Lockende Verheißung und düsteres Drohen
Und dann Bruckner. Seine Sinfonie Nr. 3 d-Moll wurde zwar veröffentlicht, war jedoch kein Erfolg und auch in der Überarbeitung ein Debakel. Das sich im Congress-Centrum nicht wiederholen sollte. Im Gegenteil: Das Aufwühlen nahm kein Ende. Der erste Satz, von Bruckner als mehr langsam und misterioso gewünscht, war exakt das: geheimnisvoll und voller Andeutungen, Hinwendungen zum Vagen, Ungewissen, mal lockende Verheißung, mal düsteres Drohen. Und die Düsternis blieb auch über die weiteren Sätze. Da mochten noch so viele Passagen strahlender Schönheit, unbeschwerter Leichtigkeit und berührender Süße in Bruckners Werk stecken, und es gibt eine Menge davon, immer lauern da die geisterhaften Schatten, abrupt auftauchend, aufwallend und überwältigend, bis hin zum furiosen Schluss, dem die Streicher wie gejagt entgegenstreben. Auch hier: eine grandiose Leistung der Cappella Aquileia unter der Leitung von Marcus Bosch. Und auch hier: ein mitgerissenes Publikum, das ein paar Sekunden brauchte, um dann unter anderem im Stehen zu applaudieren. Zugabe? Die gab's zuvor von Noa Wildschut, die eine hinreißende Bach-Sarabande spielte. Die Cappella Aquileia beließ es beim Schluss mit Bruckner. Wer wollte das auch verdenken, nach der Anstrengung, die dieses sicher nicht nur das Publikum aufwühlende Werk erforderte. Und auch andererseits: Was hätte danach draufgepackt werden sollen?

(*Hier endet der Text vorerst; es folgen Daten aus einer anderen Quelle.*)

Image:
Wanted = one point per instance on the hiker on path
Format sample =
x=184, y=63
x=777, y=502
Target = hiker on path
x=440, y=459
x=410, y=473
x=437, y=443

Mit den Misserfolgen von einst ließ sich also ein überaus erfolgreicher Start der Meisterkonzerte gestalten. Die neuen Pfade, die Schumann und Bruckner seinerzeit beschritten haben – und so erklärt sich der Titel – mögen steinig und voller Hürden gewesen sein, letztlich aber nicht die Sackgasse, für die sie anfänglich gehalten wurden. Das Publikum am Dienstag wird sicherlich wieder bereit sein, sie zu beschreiten. Der Titel „Neue Pfade“ mag aber auch für Noa Wildschut gelten: Für eine Violinistin von solchem Talent und Können werden sich viele solcher neuen Pfade eröffnen.

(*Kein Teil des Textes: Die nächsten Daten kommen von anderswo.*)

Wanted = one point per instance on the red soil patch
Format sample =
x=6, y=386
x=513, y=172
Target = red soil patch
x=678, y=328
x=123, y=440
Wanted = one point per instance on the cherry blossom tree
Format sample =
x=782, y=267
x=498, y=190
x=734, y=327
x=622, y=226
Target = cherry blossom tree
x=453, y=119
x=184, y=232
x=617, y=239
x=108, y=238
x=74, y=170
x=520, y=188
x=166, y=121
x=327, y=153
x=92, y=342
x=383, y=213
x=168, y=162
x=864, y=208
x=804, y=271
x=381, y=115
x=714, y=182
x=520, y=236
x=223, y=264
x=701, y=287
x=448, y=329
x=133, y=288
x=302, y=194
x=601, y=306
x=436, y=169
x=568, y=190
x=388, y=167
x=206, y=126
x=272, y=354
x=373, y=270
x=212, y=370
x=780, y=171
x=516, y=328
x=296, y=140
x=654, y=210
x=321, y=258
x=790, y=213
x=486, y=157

Mit sechs Jahren bereits im Fernsehen: Noa Wildschut
Erst 22 Jahre alt ist die im niederländischen Hilversum geborene Noa Wildschut und sie hat jetzt bereits ihren Platz in der internationalen klassischen Musikszene. Im Alter von sechs Jahren trat sie bereits im Fernsehen auf und spielte live. Ein Jahr später gab sie ihr Debüt im Concertgebouw Amsterdam. Seit 2016 ist sie Exklusiv-Künstlerin bei Warner Classics. Regelmäßig wird sie zu Festivals, Recitals und Solokonzerten im In- und Ausland eingeladen. Sie spielt eine Geige von Giuseppe Guarneri del Gesù, bekannt als "Lady Stretton", entstanden ca. 1729 in Cremona, als Leihgabe eines Mitglieds der Stretton Society.